Of all the analysis and criticism conservative pundits and bloggers have made about the president’s decision to press ahead with his statist healthcare overhaul, perhaps the most instructive exchange has been between Andrew McCarthy and Ed Morrissey.
McCarthy believes the Democrats will press forward at all costs, including the loss of Congress, in order to fulfill their their age-hold dream of government health care, increasing federal control over one-sixth of our economy. He thinks Republicans lack the will to repeal the monstrosity should Democrats pass it. Morrissey, by contrast, doesn’t think Democrats will get away with it because not all their fellow partisans share the vision of their far-left leaders from deep “blue” enclaves of our richly diverse country.
Being an optimist, I side with Morrissey, but aware of the liberal impulse for control, I get where McCarthy’s coming from and understand why the Democrats press on even as opposition has solidified against the overhaul, with strong opposition increasing and intensifying as the president’s poll numbers take a tumble every time health care tops the news.
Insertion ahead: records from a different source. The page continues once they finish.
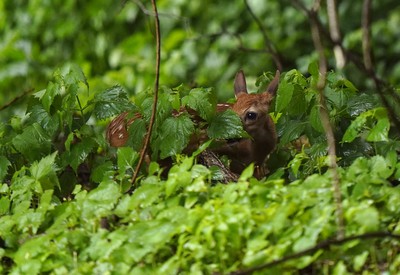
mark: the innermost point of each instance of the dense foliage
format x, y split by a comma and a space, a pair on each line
64, 207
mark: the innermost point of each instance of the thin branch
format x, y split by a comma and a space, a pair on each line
366, 34
321, 245
323, 67
156, 84
383, 89
15, 99
268, 43
335, 33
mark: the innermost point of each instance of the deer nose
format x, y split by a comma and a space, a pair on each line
251, 115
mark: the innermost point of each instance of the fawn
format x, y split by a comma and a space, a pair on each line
253, 111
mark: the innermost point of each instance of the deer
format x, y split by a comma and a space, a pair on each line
253, 112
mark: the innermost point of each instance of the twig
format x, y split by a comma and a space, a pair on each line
366, 34
321, 245
323, 67
369, 68
154, 110
267, 41
335, 33
5, 106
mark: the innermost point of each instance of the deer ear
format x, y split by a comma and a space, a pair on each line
240, 83
273, 85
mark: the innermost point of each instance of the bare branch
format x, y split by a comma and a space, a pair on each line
268, 43
366, 34
322, 245
154, 110
323, 67
335, 33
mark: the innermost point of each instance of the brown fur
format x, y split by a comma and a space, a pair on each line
253, 111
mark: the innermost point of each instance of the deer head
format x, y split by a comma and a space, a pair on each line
253, 111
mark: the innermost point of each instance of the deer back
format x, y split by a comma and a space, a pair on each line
252, 110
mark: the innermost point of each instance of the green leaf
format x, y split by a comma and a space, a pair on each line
79, 153
40, 115
313, 69
293, 129
174, 136
4, 164
145, 195
47, 96
137, 131
380, 132
44, 167
225, 125
111, 102
126, 159
284, 96
315, 119
203, 101
33, 143
367, 219
5, 204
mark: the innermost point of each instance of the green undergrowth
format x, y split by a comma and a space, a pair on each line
64, 207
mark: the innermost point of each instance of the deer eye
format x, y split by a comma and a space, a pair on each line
251, 115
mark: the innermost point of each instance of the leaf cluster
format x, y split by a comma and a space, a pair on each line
63, 208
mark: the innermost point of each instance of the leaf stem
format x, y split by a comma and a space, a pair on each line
154, 110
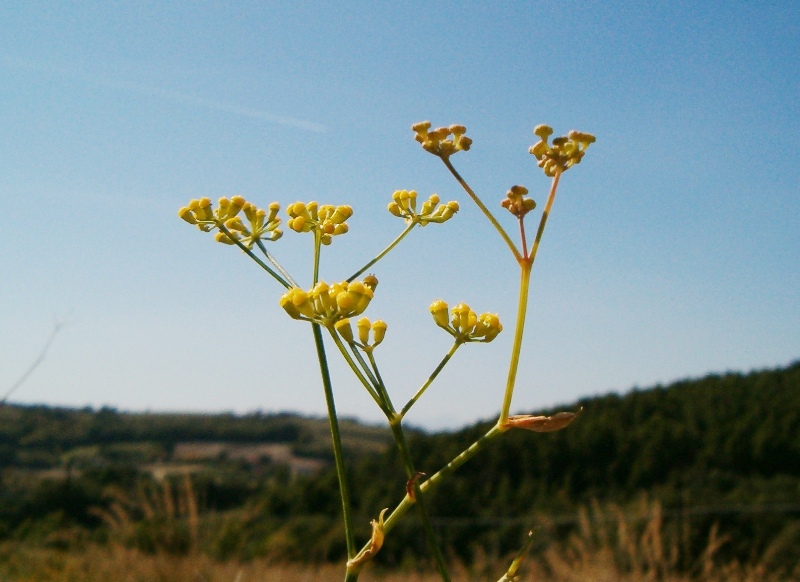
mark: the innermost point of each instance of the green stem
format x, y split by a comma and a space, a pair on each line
275, 263
522, 308
405, 455
424, 516
317, 245
526, 264
483, 208
358, 373
384, 252
545, 214
253, 256
344, 489
448, 469
430, 379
First, given that right now, “there is no health care bill currently under consideration“, it’s not certain Democrats can come up with something which can pass both congressional chambers and pass muster under the Senate rules of reconciliation. Second, even if Democrats do find a way to pass it, Republicans might finally find the stomach to repeal it, given that they’ll owe their majorities to popular opposition to the legislation and outrage at the way it has been (and likely will be) rammed through Congress.
In making a point similar to my second point (and so helping me frame my argument), Moe Lane offers this telling observation:
People like to talk about how government programs and agencies never die, once instituted, with the Great Society and the New Deal being the most used examples. What’s not mentioned is that both of those programs were popular. People wanted a Social Security program. They wantedMedicare. They do not notably want this monstrosity of a health care bill*.
And that’s why it may not only be the straw which breaks the statist camel’s back, but which finally turns the tides on big government, giving small government conservatives the will not just to repeal this boondoggle, but to start taking a crack at other outdated pieces of the federal leviathan.